Customers and the New Concept

The flexibility of the construction plan has a two-sided effect on the users. On the one hand it makes them feel they can change everything if need be, increasing their empowerment and consequently their motivation, but on the other hand it also has the effect of having people think they can change plans at any moment. During the building process this is certainly not the case as one depends upon contracted building planning.

 

Conclusion

Because of this optimization, accommodation has become an important theme for Dutch hospitals.
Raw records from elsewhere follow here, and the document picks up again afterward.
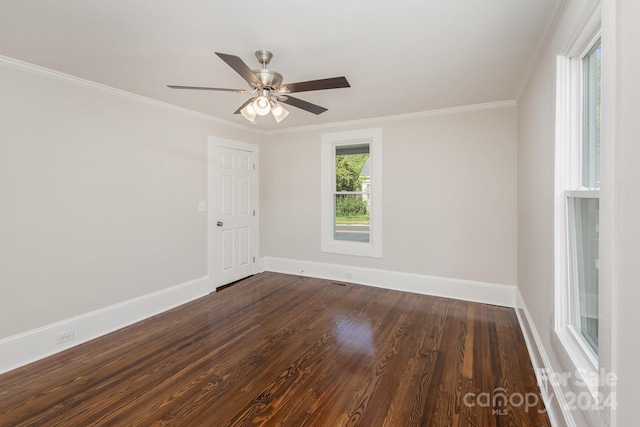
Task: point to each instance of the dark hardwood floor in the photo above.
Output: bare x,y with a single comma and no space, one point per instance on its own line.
281,350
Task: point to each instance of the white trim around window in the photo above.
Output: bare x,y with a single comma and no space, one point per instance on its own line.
329,143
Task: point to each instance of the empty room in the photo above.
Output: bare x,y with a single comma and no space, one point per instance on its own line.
411,213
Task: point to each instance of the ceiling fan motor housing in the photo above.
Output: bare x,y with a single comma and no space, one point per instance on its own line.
270,79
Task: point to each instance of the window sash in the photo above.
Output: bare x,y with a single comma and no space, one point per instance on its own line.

Topics such as activity-bound spaces instead of person-bound spaces, widening hours of opening and working, so that spaces and capital-intensive apparatus are used more are now regularly discussed. ICT is a crucial element in this debate, as space for healthcare activities must now be made available independent of time and place.

 

Flexibility

As a starting point for the new plan flexibility, changeability and durability of the building concept were chosen. The building would have to be able to grow as it were together with its users and the rapid changes in health care. Industrial building seems to be the appropriate answer. In the new Martini Hospital this is carried through in detail.

 

The new building of approximately 58 000m2 adjoins the eastern side of the existing hospital (35 000m2). A sophisticated housing vision has been developed for an optimum usage of the available space on the plot for the coming 40 years. In the coming period new buildings at the end of their life cycle can be removed easily via a sophisticated hopscotch and new buildings can be built alongside as well.